Фелисия старалась ехать медленно и аккуратно, не только чтобы не сверзиться в какую-нибудь яму или зацепиться за корягу, которых тут было неимоверное количество. Чужеродное тарахтение мотора раздражало даже ее саму, казалось, многовековые деревья смотрят на неё укоризненно, как на нарушительницу спокойствия и тишины. Только ее врожденное упрямство, да панический страх перед огромным змеем, удерживали Фелисию от того, чтобы пересесть на Сниира.
Тот полз, уже привычно сдерживаясь, поджидая ее на трудных участках даже без указаний хозяина. Девушка потихоньку злилась – на туманную погоду, заставлявшую сбавить и без того невысокий темп продвижения, на змея за ловкость и непринужденность, а в основном на себя.
За трусость и непонятную мечтательность.
Фелисия никогда не считала себя любительницей дамских романов. Ну, тех, у героинь которых при виде мужчин подкашивались ноги и они напрочь переставали думать. Она всегда полагала, что уж ей-то, с ее рациональным умом и разносторонним образованием, эти глупости не грозят. Но стоило Терегану сверкнуть на неё яркой синевой глаз, приподняв капюшон, как все ее мысли куда-то улетучивались, и оставалось только глухо стучащая в висках и ушах кровь и ощущение ожидания чего-то неясного.

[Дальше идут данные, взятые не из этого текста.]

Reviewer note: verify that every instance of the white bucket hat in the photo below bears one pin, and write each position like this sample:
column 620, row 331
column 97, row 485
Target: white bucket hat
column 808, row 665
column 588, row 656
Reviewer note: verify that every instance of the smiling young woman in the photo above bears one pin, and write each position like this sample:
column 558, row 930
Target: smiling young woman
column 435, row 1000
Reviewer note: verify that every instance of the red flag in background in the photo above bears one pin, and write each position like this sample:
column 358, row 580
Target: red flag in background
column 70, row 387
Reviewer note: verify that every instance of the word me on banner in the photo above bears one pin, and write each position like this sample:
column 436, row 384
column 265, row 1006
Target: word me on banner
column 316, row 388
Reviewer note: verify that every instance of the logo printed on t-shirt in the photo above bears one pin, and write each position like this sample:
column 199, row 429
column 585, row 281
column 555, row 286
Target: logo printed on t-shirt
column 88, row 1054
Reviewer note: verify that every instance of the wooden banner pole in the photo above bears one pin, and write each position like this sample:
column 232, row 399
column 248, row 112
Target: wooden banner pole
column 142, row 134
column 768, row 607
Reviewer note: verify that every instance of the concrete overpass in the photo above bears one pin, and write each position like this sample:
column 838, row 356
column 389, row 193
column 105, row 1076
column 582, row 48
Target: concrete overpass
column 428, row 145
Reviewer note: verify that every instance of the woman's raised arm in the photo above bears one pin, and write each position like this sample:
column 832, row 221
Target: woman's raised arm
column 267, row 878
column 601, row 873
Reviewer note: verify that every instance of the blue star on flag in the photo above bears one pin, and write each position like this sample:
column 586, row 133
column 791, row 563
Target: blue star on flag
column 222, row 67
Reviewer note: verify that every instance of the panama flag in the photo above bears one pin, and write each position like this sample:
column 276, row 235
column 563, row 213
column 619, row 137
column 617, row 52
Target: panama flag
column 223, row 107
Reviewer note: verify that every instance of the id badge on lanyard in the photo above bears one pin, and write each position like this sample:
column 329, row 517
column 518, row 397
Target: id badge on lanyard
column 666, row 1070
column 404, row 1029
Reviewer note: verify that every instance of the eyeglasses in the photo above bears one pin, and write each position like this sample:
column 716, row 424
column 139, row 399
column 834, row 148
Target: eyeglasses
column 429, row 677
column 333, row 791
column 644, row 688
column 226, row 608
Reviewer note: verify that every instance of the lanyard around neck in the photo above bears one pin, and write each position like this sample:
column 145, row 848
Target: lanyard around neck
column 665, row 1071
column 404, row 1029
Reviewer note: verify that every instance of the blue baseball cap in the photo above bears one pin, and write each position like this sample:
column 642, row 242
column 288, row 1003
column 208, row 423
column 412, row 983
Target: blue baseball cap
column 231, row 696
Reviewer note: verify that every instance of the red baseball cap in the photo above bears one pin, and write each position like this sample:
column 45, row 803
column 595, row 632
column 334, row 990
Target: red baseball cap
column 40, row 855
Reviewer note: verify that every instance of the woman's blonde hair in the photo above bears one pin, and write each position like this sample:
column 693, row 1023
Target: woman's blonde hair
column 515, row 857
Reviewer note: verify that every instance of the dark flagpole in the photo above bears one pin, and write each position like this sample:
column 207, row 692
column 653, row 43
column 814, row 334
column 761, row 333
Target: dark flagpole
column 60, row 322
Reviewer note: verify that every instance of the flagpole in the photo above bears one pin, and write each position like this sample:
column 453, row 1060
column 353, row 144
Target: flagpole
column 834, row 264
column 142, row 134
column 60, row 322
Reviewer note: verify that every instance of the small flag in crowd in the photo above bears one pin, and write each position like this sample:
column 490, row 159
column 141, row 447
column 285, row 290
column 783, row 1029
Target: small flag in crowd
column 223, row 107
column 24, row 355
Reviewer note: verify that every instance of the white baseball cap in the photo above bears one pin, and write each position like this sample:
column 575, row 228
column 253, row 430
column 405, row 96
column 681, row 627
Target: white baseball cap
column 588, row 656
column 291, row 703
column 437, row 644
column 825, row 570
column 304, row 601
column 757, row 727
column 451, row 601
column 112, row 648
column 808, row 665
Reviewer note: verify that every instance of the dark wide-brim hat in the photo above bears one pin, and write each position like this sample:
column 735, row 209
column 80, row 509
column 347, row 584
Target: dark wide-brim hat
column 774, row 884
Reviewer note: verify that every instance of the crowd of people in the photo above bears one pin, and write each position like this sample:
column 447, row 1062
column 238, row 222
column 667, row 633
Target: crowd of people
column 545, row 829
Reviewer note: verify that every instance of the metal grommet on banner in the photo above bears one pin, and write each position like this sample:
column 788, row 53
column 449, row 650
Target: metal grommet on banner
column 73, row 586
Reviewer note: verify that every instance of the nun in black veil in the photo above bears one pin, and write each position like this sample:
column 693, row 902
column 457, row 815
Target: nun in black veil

Змей неожиданно застыл, будто наткнувшись на невидимую преграду. Недовольно зашипел, елозя хвостом по траве и поводя плоской башкой. Длинный раздвоенный язык то высовывался из пасти, что-то пробуя в воздухе, то снова скрывался с тихим шелестом.
– Он дальше не полетит. Ему в мертвых местах плохо становится. – пояснил Тереган, спешиваясь. – Если хочешь, можешь оставить тут свой вездеход. Уже недалеко.
Фелисия так и поступила. Вынув из багажника пояса с инструментами, она молча всунула их в руки эшемину, осознав, что только так можно заставить его помочь. Он хмыкнул, небрежно закинул ремни на плечо, будто они ничего не весили, и повёл ее вперёд.
Цель и правда была уже недалеко. Впереди чуть посветлело, туман рассеялся. Деревья расступились, и показалось мертвое место.
Фелисия сразу поняла, почему такое странное определение прижилось.
Почерневший, безжизненный круг почти идеальной формы можно было назвать только мертвым. Внутри очерченной невидимым циркулем окружности не осталось ни единой травинки, не ползали даже вездесущие насекомые. Только вывороченная, будто взбаламученная земля, мокрая, но безжизненная.
В центре, будто обозначая место, где воткнули воображаемую гигантскую иглу инструмента, зияла яма диаметром в несколько метров.
Самое страшное, что одним мертвым местом дело не ограничивалось.
По краям окружности лес продолжал умирать. Почерневшие стволы бессильно надломились, те же, кому повезло уцелеть поначалу, медленно засыхали. Трава пожухла и почернела. За все время, что Фелисия в ужасе осматривала уничтоженную поляну, мимо не пролетело ни одной птицы или жучка.
Даже туман не заползал в обозначенное чёрной землёй пространство. Густая молочная белизна обрывалась на опушке мертвого места.